Il docufilm di Muccino imbarazza più che convincere

Calabria, terra mia” è un’opera di alto valore educativo e artistico. Insegna nel migliore dei modi come non bisogna parlare della Calabria. Probabilmente educa anche a come non realizzare un docufilm promozionale. Ma su questo secondo aspetto, essendo mediamente incompetente, passo la parola a chi se la sente. Sul primo punto, osserverei soltanto che l’opera, pur essendo venduta per 8 minuti 8 secondi, al netto dei titoli di testa e di coda dura esattamente 6 minuti. Il video termina – guarda l’originalità – sullo splendido tramonto tirrenico, dopo la pletora del centinaio di soggetti che tutti insieme, dal regista alla guardiania su Corigliano – Rossano, alla   sicurezza del sig. Bova, financo i bagni chimici alla bisogna, hanno contribuito alla riuscita del corto. Tanto per far capire all’incolto pubblico e ai soliti mestatori che fare un film, piccolo o grande, è roba da professionisti. E per suggerire il valore democratico e redistributivo del budget richiesto.

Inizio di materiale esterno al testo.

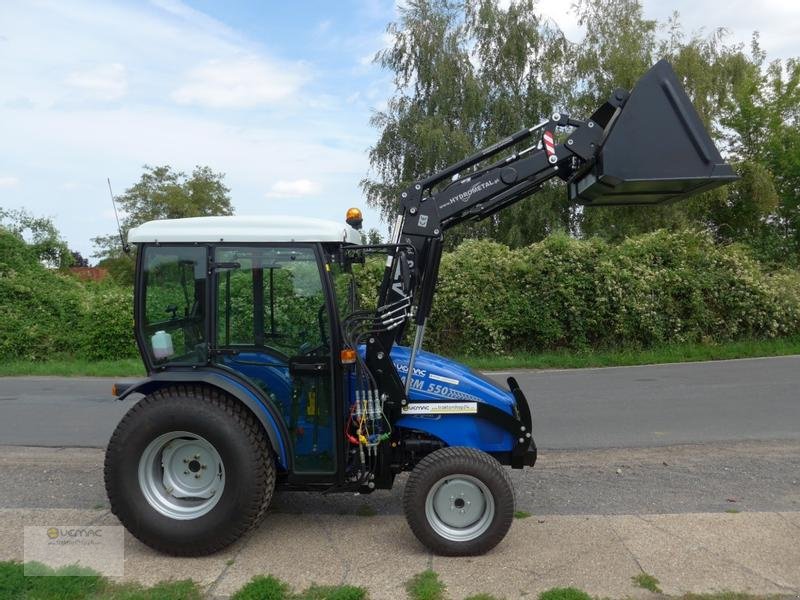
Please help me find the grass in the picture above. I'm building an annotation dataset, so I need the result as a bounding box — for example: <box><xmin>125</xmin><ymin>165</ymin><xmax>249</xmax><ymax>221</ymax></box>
<box><xmin>539</xmin><ymin>588</ymin><xmax>592</xmax><ymax>600</ymax></box>
<box><xmin>0</xmin><ymin>338</ymin><xmax>800</xmax><ymax>377</ymax></box>
<box><xmin>0</xmin><ymin>561</ymin><xmax>778</xmax><ymax>600</ymax></box>
<box><xmin>231</xmin><ymin>575</ymin><xmax>367</xmax><ymax>600</ymax></box>
<box><xmin>0</xmin><ymin>562</ymin><xmax>203</xmax><ymax>600</ymax></box>
<box><xmin>0</xmin><ymin>358</ymin><xmax>145</xmax><ymax>377</ymax></box>
<box><xmin>631</xmin><ymin>571</ymin><xmax>661</xmax><ymax>594</ymax></box>
<box><xmin>406</xmin><ymin>569</ymin><xmax>447</xmax><ymax>600</ymax></box>
<box><xmin>458</xmin><ymin>338</ymin><xmax>800</xmax><ymax>371</ymax></box>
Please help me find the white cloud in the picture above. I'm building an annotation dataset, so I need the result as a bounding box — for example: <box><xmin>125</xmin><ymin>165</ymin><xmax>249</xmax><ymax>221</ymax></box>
<box><xmin>266</xmin><ymin>179</ymin><xmax>319</xmax><ymax>198</ymax></box>
<box><xmin>66</xmin><ymin>63</ymin><xmax>128</xmax><ymax>100</ymax></box>
<box><xmin>171</xmin><ymin>56</ymin><xmax>307</xmax><ymax>108</ymax></box>
<box><xmin>0</xmin><ymin>176</ymin><xmax>19</xmax><ymax>188</ymax></box>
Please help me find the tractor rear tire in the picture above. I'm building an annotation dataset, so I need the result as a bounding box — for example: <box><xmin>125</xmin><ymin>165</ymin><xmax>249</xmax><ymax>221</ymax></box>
<box><xmin>105</xmin><ymin>386</ymin><xmax>276</xmax><ymax>556</ymax></box>
<box><xmin>403</xmin><ymin>447</ymin><xmax>514</xmax><ymax>556</ymax></box>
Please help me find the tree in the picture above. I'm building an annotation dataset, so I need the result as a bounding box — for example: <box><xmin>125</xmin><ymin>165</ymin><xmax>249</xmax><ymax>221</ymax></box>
<box><xmin>0</xmin><ymin>207</ymin><xmax>72</xmax><ymax>269</ymax></box>
<box><xmin>70</xmin><ymin>250</ymin><xmax>89</xmax><ymax>267</ymax></box>
<box><xmin>361</xmin><ymin>0</ymin><xmax>570</xmax><ymax>244</ymax></box>
<box><xmin>362</xmin><ymin>0</ymin><xmax>800</xmax><ymax>254</ymax></box>
<box><xmin>92</xmin><ymin>165</ymin><xmax>233</xmax><ymax>283</ymax></box>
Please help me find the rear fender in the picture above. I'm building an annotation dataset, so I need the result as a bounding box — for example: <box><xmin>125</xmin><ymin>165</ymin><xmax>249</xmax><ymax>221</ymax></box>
<box><xmin>115</xmin><ymin>370</ymin><xmax>292</xmax><ymax>471</ymax></box>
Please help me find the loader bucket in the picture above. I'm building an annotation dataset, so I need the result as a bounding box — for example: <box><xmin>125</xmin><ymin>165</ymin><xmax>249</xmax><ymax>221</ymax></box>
<box><xmin>569</xmin><ymin>60</ymin><xmax>737</xmax><ymax>206</ymax></box>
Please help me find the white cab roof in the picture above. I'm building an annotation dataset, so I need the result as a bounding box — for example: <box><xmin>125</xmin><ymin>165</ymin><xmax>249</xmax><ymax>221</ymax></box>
<box><xmin>128</xmin><ymin>216</ymin><xmax>361</xmax><ymax>244</ymax></box>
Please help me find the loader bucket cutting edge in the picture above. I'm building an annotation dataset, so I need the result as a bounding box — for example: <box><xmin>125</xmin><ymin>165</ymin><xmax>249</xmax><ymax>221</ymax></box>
<box><xmin>568</xmin><ymin>60</ymin><xmax>737</xmax><ymax>206</ymax></box>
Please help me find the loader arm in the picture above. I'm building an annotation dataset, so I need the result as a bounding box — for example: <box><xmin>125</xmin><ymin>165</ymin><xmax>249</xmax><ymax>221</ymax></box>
<box><xmin>350</xmin><ymin>60</ymin><xmax>736</xmax><ymax>410</ymax></box>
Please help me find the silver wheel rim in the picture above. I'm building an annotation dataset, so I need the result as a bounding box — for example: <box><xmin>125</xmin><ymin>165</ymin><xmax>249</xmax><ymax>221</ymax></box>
<box><xmin>139</xmin><ymin>431</ymin><xmax>225</xmax><ymax>520</ymax></box>
<box><xmin>425</xmin><ymin>475</ymin><xmax>494</xmax><ymax>542</ymax></box>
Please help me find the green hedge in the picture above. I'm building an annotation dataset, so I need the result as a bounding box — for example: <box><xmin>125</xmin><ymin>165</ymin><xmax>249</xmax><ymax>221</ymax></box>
<box><xmin>427</xmin><ymin>231</ymin><xmax>800</xmax><ymax>354</ymax></box>
<box><xmin>0</xmin><ymin>230</ymin><xmax>800</xmax><ymax>360</ymax></box>
<box><xmin>0</xmin><ymin>229</ymin><xmax>136</xmax><ymax>361</ymax></box>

Generico ottobre 2020Una scena di “Calabria, terra mia”

In verità, occorre guardare al film come opera di ingegno e di fantasia. Altrimenti non c’era bisogno di scomodare Muccino e la Viola Film. D’altra parte, lo dice l’avvertenza sui titoli di coda: “Gli eventi, le persone, i nomi o i luoghi narrati sono frutto della libertà espressiva degli autori. Ogni similitudine, riferimento o identificazione a eventi, persone, nomi o luoghi reali è pertanto da ritenersi puramente casuale e non intenzionale”. Chissà perché, il sospetto m’era venuto.

C’è poi da considerare che il prodotto, probabilmente, non è pensato per il pubblico calabrese. Noi lo sappiamo che non si vede – stoltamente, riconosciamolo pure – un asino a passeggio per le strade da un cinquantennio a questa parte. Il video è destinato ai potenziali fruitori dell’offerta turistica, vuole invogliare italiani ed europei a varcare la cortina di ferro del Pollino: “Hic sunt calabrensis”. Gente buona, ma un po’ selvaggia. Quello che ci vuole per una vacanza indimenticabile, al limite dell’esotico. O dell’erotico: è o non è, Raoul Bova, una “icona indiscussa di sensualità”?